Sometimes, a country ranks highly on the AVOI (the index that ranks all countries on the continent) even though its REC scores low on visa-free reciprocity. This happens when the country’s visa policy towards the citizens of African countries in general is more open than the visa policies its citizens confront when they travel within their REC. A variation of this scenario occurs when a REC’s member state is more open to visitors from other countries on the continent than to the citizens of countries that are fellow members of their REC. In other words, the member state’s visa regime is generally more hospitable to the citizens of non-REC members than to the citizens of some of its fellow REC members. Situations like this can occur for different reasons. For example, the member state may belong to two RECs, one whose members have implemented the REC’s protocol to ease travel and migration, and the other that either does not have such a protocol or whose members have not yet implemented it. Or the member state may simply be reciprocating the inhospitable visa regime of countries within its REC. This is not uncommon, and shows that sometimes, visa openness goes beyond technical considerations. In either case, discrepancies in visa policies can flag room for improvement and encourage RECs to continue to break ground on visa openness.

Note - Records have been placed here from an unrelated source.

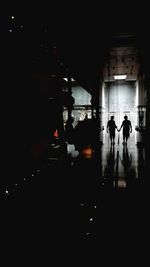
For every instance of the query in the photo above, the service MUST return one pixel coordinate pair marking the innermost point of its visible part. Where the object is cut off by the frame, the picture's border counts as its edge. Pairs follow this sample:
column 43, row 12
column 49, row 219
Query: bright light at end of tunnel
column 120, row 77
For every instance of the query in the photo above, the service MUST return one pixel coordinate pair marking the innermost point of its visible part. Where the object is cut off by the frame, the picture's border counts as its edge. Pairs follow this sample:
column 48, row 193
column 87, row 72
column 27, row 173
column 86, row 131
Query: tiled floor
column 88, row 195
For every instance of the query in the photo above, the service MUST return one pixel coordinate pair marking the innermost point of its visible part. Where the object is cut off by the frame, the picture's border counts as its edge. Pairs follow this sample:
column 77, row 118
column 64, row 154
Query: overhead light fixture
column 120, row 77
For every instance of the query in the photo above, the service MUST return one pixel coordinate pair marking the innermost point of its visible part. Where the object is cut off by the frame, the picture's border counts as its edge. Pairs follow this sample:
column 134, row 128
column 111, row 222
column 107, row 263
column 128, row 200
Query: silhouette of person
column 126, row 158
column 127, row 129
column 111, row 127
column 69, row 130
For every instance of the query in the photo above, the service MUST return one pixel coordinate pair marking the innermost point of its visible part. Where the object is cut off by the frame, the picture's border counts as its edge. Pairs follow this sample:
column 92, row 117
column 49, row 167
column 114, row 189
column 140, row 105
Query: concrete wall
column 81, row 96
column 120, row 99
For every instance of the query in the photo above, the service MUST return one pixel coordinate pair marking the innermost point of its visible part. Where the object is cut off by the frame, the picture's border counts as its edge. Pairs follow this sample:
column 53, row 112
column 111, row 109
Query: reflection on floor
column 100, row 190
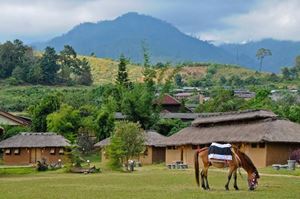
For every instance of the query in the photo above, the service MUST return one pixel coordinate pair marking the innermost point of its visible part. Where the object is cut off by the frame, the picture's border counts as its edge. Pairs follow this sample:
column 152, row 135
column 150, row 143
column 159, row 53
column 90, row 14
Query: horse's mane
column 246, row 161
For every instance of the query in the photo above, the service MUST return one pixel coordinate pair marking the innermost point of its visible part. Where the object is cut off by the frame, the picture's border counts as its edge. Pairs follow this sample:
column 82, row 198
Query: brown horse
column 239, row 159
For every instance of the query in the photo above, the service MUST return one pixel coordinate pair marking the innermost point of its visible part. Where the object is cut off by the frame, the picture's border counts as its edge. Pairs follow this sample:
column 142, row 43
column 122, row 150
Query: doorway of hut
column 158, row 154
column 35, row 155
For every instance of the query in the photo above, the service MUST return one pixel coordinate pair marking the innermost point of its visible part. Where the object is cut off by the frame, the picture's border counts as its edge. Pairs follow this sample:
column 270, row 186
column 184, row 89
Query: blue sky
column 214, row 20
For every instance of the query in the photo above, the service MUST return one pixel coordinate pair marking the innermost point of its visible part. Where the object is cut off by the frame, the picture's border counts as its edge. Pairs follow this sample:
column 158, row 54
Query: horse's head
column 252, row 180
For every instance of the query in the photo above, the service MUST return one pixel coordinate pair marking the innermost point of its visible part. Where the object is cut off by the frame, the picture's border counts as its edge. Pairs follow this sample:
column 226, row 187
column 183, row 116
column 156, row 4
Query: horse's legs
column 235, row 180
column 229, row 177
column 205, row 176
column 202, row 180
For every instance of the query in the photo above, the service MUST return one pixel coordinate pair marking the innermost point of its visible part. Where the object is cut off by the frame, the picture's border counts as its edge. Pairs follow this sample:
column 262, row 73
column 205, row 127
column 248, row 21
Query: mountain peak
column 125, row 35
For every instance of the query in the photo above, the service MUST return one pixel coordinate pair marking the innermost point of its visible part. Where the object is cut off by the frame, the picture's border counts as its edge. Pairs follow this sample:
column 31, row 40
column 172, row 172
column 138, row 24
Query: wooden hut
column 266, row 138
column 170, row 104
column 28, row 148
column 154, row 152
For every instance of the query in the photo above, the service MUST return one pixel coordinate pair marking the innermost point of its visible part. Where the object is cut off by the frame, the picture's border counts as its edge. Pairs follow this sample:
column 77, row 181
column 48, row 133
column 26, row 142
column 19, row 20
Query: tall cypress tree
column 122, row 78
column 49, row 66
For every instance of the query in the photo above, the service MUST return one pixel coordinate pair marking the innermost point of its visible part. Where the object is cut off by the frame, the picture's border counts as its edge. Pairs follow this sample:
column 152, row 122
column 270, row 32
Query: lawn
column 148, row 182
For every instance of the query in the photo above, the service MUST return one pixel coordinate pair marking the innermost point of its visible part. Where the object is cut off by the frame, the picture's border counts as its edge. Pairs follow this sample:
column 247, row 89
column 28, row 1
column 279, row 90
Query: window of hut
column 7, row 151
column 61, row 151
column 254, row 145
column 17, row 151
column 172, row 147
column 52, row 151
column 146, row 152
column 262, row 145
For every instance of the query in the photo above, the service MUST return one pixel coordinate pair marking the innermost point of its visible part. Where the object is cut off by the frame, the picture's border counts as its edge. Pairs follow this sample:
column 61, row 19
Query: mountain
column 283, row 53
column 126, row 34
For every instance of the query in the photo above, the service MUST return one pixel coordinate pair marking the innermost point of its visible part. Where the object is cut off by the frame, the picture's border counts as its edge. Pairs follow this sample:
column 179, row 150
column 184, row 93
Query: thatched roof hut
column 247, row 126
column 35, row 140
column 261, row 134
column 152, row 139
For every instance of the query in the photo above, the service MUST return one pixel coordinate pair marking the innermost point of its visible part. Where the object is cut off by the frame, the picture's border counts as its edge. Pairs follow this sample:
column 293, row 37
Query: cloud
column 33, row 20
column 270, row 19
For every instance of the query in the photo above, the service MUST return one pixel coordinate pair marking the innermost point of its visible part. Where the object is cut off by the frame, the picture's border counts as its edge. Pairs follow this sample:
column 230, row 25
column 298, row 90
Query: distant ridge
column 126, row 33
column 283, row 53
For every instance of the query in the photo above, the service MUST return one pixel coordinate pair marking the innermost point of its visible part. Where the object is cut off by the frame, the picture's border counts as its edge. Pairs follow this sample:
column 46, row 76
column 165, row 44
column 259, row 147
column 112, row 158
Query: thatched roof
column 31, row 140
column 167, row 115
column 16, row 119
column 229, row 117
column 268, row 130
column 152, row 139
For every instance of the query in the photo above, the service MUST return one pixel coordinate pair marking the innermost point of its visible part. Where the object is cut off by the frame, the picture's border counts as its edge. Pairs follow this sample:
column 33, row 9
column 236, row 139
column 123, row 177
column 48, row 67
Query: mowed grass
column 148, row 182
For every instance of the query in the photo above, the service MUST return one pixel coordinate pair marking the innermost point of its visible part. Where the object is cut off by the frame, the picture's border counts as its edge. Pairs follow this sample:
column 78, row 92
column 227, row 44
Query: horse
column 239, row 159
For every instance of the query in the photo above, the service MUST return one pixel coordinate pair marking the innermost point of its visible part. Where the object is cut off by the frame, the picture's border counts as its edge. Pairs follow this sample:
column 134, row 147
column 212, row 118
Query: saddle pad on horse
column 220, row 152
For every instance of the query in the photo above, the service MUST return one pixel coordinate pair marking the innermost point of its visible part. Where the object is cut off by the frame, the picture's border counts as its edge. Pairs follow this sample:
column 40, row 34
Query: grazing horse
column 239, row 159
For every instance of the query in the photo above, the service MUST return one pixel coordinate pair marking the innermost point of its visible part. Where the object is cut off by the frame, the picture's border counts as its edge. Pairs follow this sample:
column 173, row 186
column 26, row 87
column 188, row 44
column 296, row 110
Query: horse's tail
column 196, row 164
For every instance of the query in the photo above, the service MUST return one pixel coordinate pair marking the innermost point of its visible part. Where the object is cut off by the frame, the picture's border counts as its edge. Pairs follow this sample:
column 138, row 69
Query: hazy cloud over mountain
column 220, row 20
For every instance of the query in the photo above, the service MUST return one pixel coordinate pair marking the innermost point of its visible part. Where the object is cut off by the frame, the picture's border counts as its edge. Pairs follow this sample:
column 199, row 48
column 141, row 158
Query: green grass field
column 151, row 182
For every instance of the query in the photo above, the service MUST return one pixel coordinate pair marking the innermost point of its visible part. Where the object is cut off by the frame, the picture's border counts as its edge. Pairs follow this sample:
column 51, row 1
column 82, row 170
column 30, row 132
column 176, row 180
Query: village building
column 245, row 94
column 170, row 104
column 154, row 152
column 28, row 148
column 185, row 117
column 262, row 135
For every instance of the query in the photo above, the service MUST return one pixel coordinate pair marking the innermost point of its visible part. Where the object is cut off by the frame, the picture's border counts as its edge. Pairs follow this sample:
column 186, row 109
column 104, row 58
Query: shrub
column 296, row 155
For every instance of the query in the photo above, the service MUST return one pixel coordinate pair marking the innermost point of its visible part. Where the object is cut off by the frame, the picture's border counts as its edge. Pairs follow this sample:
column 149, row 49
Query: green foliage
column 178, row 80
column 39, row 113
column 65, row 121
column 49, row 66
column 137, row 105
column 127, row 141
column 105, row 119
column 122, row 77
column 168, row 127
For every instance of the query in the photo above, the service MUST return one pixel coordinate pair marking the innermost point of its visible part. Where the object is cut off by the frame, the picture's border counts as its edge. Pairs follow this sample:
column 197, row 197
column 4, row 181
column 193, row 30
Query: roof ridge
column 229, row 113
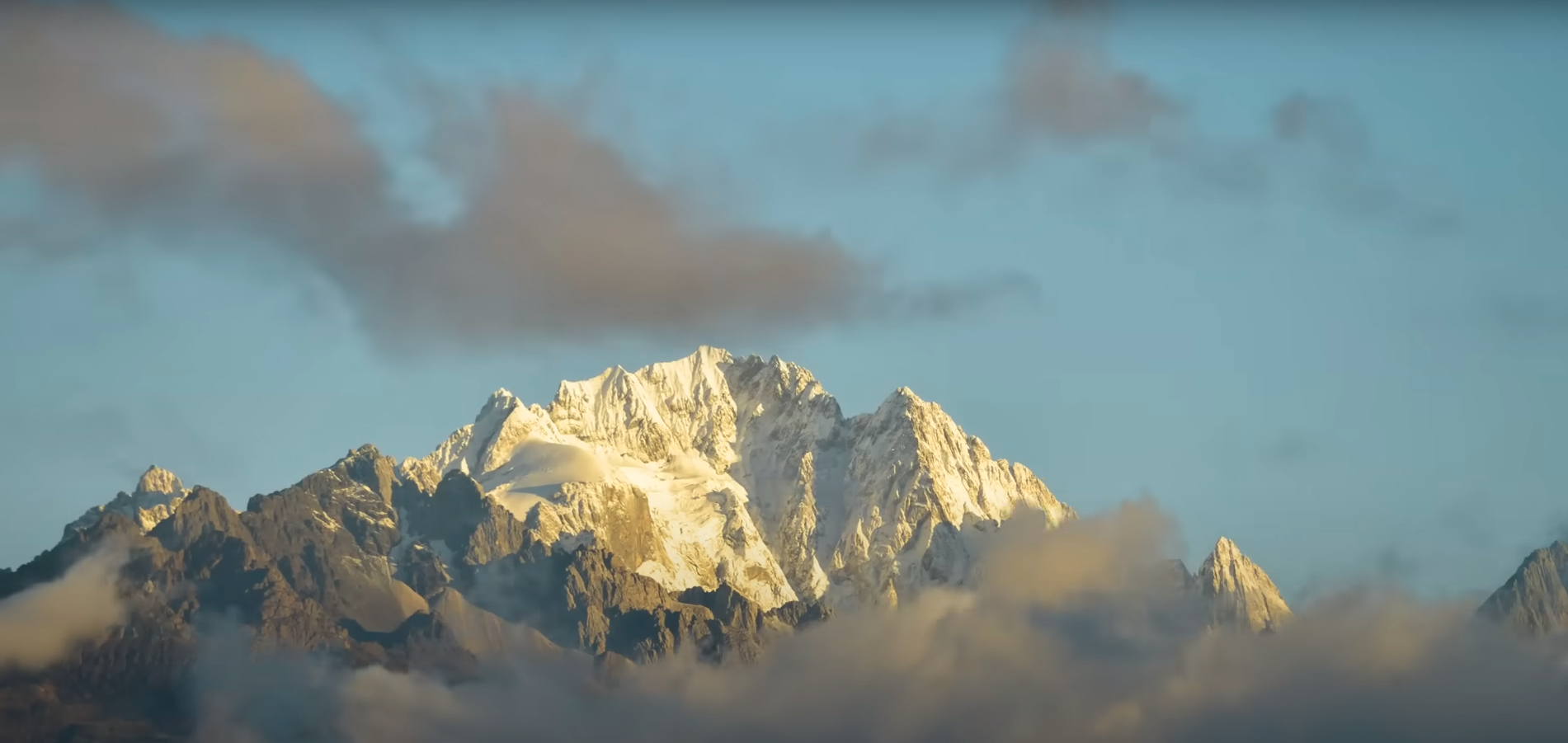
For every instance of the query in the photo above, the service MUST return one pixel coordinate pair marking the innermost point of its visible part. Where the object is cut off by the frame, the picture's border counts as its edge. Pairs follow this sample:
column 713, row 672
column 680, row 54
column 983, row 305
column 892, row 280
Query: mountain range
column 696, row 506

The charts on visa reciprocity in the following section depict the extent to which the three types of visa policies measured by the AVOI (visa-free, visa on arrival, and visa before travel) are reciprocated among the member states of the eight RECs recognized by the African Union. The charts rank countries in descending order of reciprocal visa openness: at the top are those countries whose visa-free policies are reciprocated the most by others within the REC. Countries’ rankings in the reciprocity charts do not relate to countries’ rankings on the AVOI. Neither do they necessarily reflect the average visa openness of each country’s REC. Instead, they show the extent to which countries’ visa policies—whether liberal or restrictive—are reciprocated by the other members of their REC. From a policy perspective, high levels of visa-free reciprocity suggest more cohesion on visa policy within a REC, and may reflect liberal regional migration policies and higher implementation by the REC’s member states. If a country ranks highly on the AVOI but experiences low visa-free reciprocity within its REC, the cause may be that its REC has not developed a structure for harmonizing its members’ visa policies. It could also be that the country’s fellow REC members do not reciprocate the country’s visa-open stance.